The woman nodded. “She curses it sometimes, but she does the same thing to the Church of San Polo. Marco was buried from there. But the next minute she'll be singing. She curses the children and me. I try not to let it bother me. But excuse me, signore, I must go.”

41

When Urbino left Razzi's building, he took a long, reflective walk to the Campo San Zanipolo on the other side of the Grand Canal by the lagoon. There in the square he contemplated the large equestrian statue of the fifteenth-century military leader Colleoni.

He always found some inspiration from the sight of the man and his horse in all their virile nobility. But the statue had nothing to say to him today, unless it whispered about the differences between Colleoni's age and the diminished one that Urbino and Possle lived in. The days of fine, uncomplicated heroics were long past, although Urbino realized that he shouldn't delude himself that he could have or ever would have been a man like Colleoni or even Byron, or would have wanted to be. And yet he turned his back on the statue with a feeling of humility and frustration.

He approached the large Renaissance building behind the statue. It was the municipal hospital. Its facade was heavily decorated with carved cornices, ornate columns and capitals, graceful arches, windows, and lunettes. But these impressive details, no more than the trompe l'oeil sculptures and pedestals adorned with dancing children on either side of the main door, could not dispel the air of gloom that overcame Urbino whenever he entered the building.
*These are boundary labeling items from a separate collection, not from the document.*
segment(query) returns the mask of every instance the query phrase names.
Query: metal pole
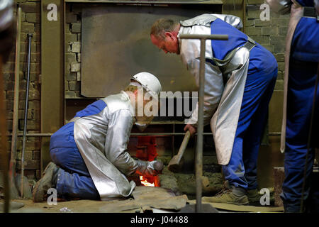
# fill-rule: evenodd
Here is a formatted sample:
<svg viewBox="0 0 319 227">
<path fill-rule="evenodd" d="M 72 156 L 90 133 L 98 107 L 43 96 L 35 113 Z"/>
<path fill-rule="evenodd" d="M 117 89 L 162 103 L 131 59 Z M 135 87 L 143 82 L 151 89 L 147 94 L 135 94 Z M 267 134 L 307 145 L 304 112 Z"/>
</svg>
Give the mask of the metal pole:
<svg viewBox="0 0 319 227">
<path fill-rule="evenodd" d="M 310 116 L 310 126 L 309 126 L 309 133 L 308 134 L 307 153 L 306 153 L 305 167 L 303 169 L 303 187 L 302 187 L 302 189 L 301 189 L 300 213 L 303 212 L 303 197 L 304 197 L 303 194 L 305 194 L 306 178 L 307 177 L 308 160 L 310 145 L 311 145 L 311 135 L 312 135 L 312 133 L 313 133 L 313 120 L 315 118 L 315 97 L 317 96 L 318 77 L 319 77 L 319 63 L 318 64 L 317 76 L 315 77 L 315 92 L 314 92 L 315 94 L 313 95 L 313 106 L 311 109 L 311 116 Z"/>
<path fill-rule="evenodd" d="M 4 97 L 4 75 L 2 74 L 2 56 L 0 55 L 0 170 L 2 170 L 4 179 L 4 212 L 9 212 L 10 189 L 8 175 L 8 155 L 6 135 L 6 111 Z"/>
<path fill-rule="evenodd" d="M 191 38 L 201 40 L 201 62 L 199 68 L 199 94 L 198 94 L 198 118 L 197 121 L 197 145 L 195 161 L 195 173 L 196 184 L 196 204 L 195 211 L 196 213 L 201 212 L 201 195 L 203 176 L 203 96 L 205 85 L 205 52 L 206 41 L 207 39 L 212 40 L 228 40 L 227 35 L 181 35 L 180 38 Z"/>
<path fill-rule="evenodd" d="M 12 123 L 11 153 L 10 155 L 9 175 L 12 187 L 15 187 L 16 138 L 18 132 L 19 86 L 20 86 L 20 40 L 21 33 L 21 8 L 18 8 L 17 32 L 16 40 L 16 66 L 14 74 L 13 120 Z"/>
<path fill-rule="evenodd" d="M 26 128 L 28 121 L 28 102 L 29 96 L 29 84 L 30 84 L 30 66 L 31 62 L 31 38 L 32 34 L 28 34 L 28 76 L 26 90 L 26 106 L 24 109 L 24 126 L 23 126 L 23 138 L 22 140 L 22 153 L 21 153 L 21 197 L 23 198 L 23 177 L 24 177 L 24 151 L 26 149 Z"/>
</svg>

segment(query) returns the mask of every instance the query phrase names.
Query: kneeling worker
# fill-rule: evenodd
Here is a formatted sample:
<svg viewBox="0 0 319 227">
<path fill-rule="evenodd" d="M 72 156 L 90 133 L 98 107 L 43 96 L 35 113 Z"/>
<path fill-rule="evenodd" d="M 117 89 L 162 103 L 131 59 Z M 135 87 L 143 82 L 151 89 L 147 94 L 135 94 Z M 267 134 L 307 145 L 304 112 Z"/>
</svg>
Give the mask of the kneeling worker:
<svg viewBox="0 0 319 227">
<path fill-rule="evenodd" d="M 127 152 L 130 131 L 135 123 L 144 128 L 152 119 L 135 116 L 138 101 L 142 106 L 157 101 L 161 92 L 153 74 L 140 72 L 131 78 L 125 91 L 98 100 L 77 112 L 69 123 L 51 136 L 50 162 L 33 189 L 33 201 L 45 199 L 50 188 L 59 198 L 107 200 L 129 196 L 135 184 L 125 176 L 136 172 L 154 176 L 163 168 L 160 161 L 132 158 Z M 145 94 L 146 92 L 146 94 Z M 146 95 L 152 97 L 147 101 Z"/>
</svg>

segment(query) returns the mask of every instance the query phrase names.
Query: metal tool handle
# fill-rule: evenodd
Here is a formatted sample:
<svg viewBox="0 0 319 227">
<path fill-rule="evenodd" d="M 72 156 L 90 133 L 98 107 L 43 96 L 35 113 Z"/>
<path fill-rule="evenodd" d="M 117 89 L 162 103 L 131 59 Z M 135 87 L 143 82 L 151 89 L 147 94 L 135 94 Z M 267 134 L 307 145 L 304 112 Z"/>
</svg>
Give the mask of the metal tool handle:
<svg viewBox="0 0 319 227">
<path fill-rule="evenodd" d="M 181 147 L 179 148 L 178 154 L 179 154 L 180 153 L 184 153 L 186 148 L 187 147 L 187 144 L 189 143 L 190 138 L 191 138 L 191 132 L 189 131 L 187 131 L 185 134 L 185 136 L 184 137 L 183 142 L 181 142 Z M 183 155 L 180 155 L 179 157 L 178 162 L 181 160 L 181 157 L 183 157 Z"/>
</svg>

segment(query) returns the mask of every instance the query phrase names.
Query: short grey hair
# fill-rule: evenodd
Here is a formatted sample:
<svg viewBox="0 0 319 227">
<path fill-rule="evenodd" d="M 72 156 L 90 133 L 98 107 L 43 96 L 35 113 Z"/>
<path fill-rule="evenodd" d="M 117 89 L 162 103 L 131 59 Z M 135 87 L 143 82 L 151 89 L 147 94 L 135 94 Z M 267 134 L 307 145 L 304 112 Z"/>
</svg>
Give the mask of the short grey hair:
<svg viewBox="0 0 319 227">
<path fill-rule="evenodd" d="M 152 26 L 150 35 L 155 36 L 157 38 L 164 38 L 164 33 L 172 32 L 178 24 L 179 23 L 171 19 L 158 19 Z"/>
</svg>

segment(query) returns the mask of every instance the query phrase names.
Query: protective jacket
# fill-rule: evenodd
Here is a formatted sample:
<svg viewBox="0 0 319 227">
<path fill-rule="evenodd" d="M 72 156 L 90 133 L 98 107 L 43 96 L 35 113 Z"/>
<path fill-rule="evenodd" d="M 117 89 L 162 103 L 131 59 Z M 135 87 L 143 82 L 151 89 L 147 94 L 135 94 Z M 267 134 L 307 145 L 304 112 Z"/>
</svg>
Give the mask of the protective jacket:
<svg viewBox="0 0 319 227">
<path fill-rule="evenodd" d="M 215 30 L 213 25 L 215 22 L 216 26 L 224 28 Z M 220 43 L 218 47 L 216 40 L 207 40 L 205 52 L 203 123 L 204 125 L 211 123 L 218 163 L 227 165 L 232 154 L 249 70 L 250 50 L 255 43 L 233 28 L 242 27 L 240 18 L 234 16 L 203 14 L 181 21 L 180 24 L 179 37 L 181 34 L 232 33 L 230 38 L 233 40 L 233 46 L 223 46 Z M 182 62 L 195 77 L 198 85 L 199 40 L 179 40 L 179 48 Z M 197 118 L 198 105 L 186 123 L 196 126 Z"/>
</svg>

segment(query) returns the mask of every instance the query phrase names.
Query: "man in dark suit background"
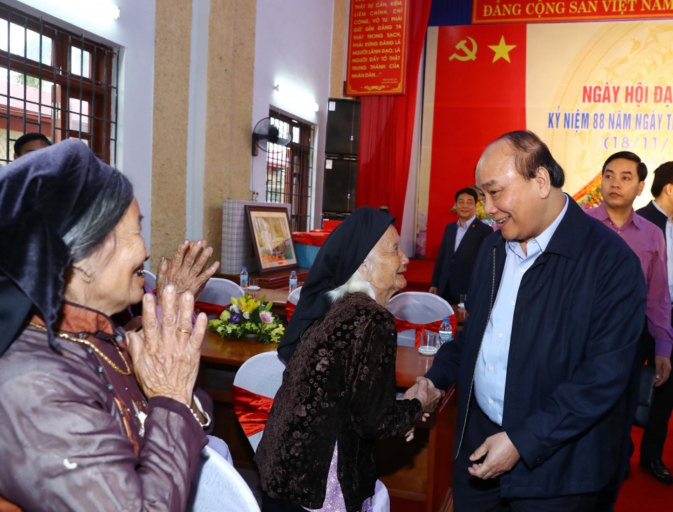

The scream of an ambulance siren penetrated the thick walls of the building as Urbino sought out his friend Paola, who coordinated some of the social services associated with the hospital. He described Elvira Carelli's situation to her. She made a few phone calls and learned that Elvira wasn't on any of the city's lists for counseling or house visits. He got her promise that someone would be sent to see her as soon as possible.